The four of them made a solemn procession to the Great Hall. More flowers bloomed along the high ceiling, which was made by the branches of living trees laced so tightly together that not an inch of light nor rain ever seeped in. The Soltaran delegation sat at the table on the dais at the far side of the hall. They were like a light in the room, adorned in a mix of golds, whites, and reds. They all rose when Theryn and the rest entered the room.
King Olan nudged Theryn forward. “May I present my son, Theryn, and Sir Atrum, his higard,” he said.

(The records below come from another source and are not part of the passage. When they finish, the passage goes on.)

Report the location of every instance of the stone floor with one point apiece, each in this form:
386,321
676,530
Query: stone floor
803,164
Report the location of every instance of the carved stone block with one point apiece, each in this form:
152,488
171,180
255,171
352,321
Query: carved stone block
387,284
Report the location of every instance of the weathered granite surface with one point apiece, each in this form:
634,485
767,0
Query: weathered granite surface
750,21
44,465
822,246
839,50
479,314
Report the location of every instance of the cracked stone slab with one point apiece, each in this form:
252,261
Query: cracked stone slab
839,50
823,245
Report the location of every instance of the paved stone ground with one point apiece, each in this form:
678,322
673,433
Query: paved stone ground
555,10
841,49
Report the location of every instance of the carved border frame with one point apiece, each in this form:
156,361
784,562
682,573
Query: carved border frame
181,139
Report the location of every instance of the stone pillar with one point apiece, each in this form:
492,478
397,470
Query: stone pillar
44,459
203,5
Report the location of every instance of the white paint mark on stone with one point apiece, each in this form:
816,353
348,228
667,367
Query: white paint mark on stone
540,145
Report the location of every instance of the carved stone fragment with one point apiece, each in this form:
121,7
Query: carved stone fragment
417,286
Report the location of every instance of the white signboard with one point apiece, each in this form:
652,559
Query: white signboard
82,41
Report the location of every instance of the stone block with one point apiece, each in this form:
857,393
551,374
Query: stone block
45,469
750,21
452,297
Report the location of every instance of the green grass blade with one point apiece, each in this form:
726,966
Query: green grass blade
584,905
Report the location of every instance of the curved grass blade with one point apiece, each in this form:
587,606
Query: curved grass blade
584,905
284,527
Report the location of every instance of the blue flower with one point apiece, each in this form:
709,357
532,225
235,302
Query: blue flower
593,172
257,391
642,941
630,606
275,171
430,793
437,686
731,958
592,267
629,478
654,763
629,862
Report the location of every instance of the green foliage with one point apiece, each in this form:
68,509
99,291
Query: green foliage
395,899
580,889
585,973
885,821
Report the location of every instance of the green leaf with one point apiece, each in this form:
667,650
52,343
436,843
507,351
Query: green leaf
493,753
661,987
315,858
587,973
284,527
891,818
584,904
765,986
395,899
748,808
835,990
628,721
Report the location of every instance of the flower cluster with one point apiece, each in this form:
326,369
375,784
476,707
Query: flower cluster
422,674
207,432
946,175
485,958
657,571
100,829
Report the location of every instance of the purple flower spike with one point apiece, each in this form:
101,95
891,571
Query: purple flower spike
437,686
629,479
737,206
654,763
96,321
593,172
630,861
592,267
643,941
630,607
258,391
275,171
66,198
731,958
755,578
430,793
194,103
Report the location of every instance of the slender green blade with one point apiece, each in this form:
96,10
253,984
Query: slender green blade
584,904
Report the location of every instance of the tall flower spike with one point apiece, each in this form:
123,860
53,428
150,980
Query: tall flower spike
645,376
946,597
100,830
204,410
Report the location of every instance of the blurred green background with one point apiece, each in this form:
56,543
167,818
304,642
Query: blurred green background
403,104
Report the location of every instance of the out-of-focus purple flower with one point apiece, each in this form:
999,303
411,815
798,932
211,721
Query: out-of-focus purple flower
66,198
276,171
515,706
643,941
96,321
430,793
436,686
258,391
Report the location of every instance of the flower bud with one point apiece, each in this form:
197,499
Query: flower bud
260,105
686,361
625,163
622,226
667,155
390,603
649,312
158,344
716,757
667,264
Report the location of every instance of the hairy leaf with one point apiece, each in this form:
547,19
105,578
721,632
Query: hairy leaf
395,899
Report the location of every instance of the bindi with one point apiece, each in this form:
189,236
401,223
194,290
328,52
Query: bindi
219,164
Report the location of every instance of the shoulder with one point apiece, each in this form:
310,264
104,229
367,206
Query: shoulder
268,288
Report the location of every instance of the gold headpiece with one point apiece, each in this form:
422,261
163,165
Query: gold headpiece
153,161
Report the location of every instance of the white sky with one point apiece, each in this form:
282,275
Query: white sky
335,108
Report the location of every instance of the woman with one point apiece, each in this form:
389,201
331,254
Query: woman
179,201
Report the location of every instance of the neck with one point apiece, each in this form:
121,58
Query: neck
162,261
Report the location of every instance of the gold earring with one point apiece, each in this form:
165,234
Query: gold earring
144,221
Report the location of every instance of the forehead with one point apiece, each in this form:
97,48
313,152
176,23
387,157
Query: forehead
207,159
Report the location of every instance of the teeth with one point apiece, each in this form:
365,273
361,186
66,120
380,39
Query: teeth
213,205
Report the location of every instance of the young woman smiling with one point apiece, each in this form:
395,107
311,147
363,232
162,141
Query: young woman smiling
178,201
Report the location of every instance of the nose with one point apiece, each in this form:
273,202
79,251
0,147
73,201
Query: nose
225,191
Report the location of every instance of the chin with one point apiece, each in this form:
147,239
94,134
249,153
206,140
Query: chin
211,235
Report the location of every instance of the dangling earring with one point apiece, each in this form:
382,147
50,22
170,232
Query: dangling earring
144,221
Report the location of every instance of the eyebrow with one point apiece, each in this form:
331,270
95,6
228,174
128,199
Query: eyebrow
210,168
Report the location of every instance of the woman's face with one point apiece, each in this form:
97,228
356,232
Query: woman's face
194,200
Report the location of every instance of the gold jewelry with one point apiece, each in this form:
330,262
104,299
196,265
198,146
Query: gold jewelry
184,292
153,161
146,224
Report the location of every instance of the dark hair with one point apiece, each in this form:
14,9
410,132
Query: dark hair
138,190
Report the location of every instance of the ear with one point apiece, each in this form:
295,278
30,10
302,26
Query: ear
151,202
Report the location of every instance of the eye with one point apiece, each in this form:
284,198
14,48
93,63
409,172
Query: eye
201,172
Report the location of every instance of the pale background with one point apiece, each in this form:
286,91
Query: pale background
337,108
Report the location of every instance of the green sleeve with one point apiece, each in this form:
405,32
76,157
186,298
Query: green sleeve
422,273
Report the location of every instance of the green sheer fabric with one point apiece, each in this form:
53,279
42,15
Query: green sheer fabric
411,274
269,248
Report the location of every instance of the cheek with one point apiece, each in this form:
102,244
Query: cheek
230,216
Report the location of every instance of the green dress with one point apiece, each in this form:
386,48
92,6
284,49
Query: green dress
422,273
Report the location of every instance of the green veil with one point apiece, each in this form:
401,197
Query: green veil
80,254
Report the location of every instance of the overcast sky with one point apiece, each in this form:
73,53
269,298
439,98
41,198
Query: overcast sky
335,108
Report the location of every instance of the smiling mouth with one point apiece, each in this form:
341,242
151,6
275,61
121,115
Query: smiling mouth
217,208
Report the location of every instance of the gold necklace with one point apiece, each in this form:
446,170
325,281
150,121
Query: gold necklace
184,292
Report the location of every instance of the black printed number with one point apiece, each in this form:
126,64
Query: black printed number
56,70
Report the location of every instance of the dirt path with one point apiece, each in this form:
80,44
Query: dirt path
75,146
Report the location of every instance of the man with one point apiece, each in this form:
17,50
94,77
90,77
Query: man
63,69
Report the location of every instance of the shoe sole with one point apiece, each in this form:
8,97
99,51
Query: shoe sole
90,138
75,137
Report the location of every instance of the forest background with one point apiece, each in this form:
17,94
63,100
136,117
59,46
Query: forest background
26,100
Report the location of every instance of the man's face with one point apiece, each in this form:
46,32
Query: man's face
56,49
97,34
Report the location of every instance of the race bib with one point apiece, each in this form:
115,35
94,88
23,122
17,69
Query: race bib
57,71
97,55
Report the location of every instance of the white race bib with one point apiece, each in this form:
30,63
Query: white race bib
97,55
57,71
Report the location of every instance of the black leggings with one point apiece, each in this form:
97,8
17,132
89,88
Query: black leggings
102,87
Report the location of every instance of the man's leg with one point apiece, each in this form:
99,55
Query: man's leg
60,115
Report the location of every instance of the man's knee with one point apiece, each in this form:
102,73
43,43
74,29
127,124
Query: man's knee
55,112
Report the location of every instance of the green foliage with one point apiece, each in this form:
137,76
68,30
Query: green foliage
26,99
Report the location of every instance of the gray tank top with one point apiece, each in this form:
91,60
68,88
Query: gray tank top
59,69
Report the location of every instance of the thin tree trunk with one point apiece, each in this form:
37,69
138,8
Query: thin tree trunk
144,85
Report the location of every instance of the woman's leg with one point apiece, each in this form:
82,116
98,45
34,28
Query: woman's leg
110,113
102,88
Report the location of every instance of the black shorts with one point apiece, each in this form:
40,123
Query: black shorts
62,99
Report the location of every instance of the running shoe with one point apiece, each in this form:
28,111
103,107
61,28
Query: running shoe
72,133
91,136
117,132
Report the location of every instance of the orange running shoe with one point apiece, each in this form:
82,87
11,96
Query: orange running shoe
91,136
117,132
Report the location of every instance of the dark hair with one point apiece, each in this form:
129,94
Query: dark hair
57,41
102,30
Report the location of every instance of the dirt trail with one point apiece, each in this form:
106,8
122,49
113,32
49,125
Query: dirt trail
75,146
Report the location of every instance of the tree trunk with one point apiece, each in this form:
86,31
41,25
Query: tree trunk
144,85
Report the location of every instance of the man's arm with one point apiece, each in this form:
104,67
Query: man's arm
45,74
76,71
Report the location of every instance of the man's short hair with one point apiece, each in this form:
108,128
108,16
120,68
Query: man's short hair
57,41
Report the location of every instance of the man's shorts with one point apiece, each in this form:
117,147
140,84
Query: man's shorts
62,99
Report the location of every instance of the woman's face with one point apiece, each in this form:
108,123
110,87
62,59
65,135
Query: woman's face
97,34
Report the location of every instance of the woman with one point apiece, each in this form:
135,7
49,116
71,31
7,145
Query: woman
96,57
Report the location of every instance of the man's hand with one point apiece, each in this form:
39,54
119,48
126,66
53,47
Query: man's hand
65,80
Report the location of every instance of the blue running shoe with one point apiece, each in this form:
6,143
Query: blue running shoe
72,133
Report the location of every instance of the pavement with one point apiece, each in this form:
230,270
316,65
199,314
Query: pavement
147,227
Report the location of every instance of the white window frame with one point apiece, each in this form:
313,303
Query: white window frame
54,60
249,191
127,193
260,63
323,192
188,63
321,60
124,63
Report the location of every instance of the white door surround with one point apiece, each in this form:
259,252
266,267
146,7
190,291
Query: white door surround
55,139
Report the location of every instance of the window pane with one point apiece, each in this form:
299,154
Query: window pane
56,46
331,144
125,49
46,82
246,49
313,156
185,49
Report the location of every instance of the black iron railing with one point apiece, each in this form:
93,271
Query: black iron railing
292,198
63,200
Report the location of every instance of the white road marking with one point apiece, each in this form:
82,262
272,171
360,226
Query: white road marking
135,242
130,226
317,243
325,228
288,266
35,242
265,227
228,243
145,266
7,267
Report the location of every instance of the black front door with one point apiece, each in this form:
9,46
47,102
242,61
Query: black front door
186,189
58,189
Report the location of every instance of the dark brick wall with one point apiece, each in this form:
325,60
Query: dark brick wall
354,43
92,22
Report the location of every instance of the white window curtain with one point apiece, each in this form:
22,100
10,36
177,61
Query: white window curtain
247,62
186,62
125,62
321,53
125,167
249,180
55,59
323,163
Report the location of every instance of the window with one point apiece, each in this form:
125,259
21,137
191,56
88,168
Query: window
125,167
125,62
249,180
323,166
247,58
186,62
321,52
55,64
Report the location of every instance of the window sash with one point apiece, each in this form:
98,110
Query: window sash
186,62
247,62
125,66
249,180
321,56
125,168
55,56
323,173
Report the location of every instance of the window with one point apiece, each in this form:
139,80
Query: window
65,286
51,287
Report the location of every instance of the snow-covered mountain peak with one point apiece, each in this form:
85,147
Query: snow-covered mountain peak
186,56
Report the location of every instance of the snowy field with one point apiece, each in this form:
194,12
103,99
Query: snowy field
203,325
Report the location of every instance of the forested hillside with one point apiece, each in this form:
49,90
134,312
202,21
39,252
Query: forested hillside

One man stepped forward. He was dressed the most richly of all, adorned in gold and red silks in the style of Soltara, with great puffed sleeves and breeches. On his hands, he wore a pair of brilliant white gloves. He was fair of face, although his neat goatee gave a masculine strength to his features. His hair was like a flame, looking gold one minute and red the next depending on how the light hit it. Although Atrum knew him to be at least forty years of age, he looked no more than thirty.
He crossed the room, his piercing blue eyes never leaving Theryn for even a moment, as if he was afraid he’d disappear if he looked away. He arrived at Theryn’s side, his gaze traveling up and down Theryn’s body as he considered him. Without looking away, he beckoned to his entourage. One man stepped forward: an older gentleman with a black beard and eyes as dark as tar pits. He was dressed in a long red robe, over which he wore a fur-trimmed black coat. On his head he wore a tall, square black hat.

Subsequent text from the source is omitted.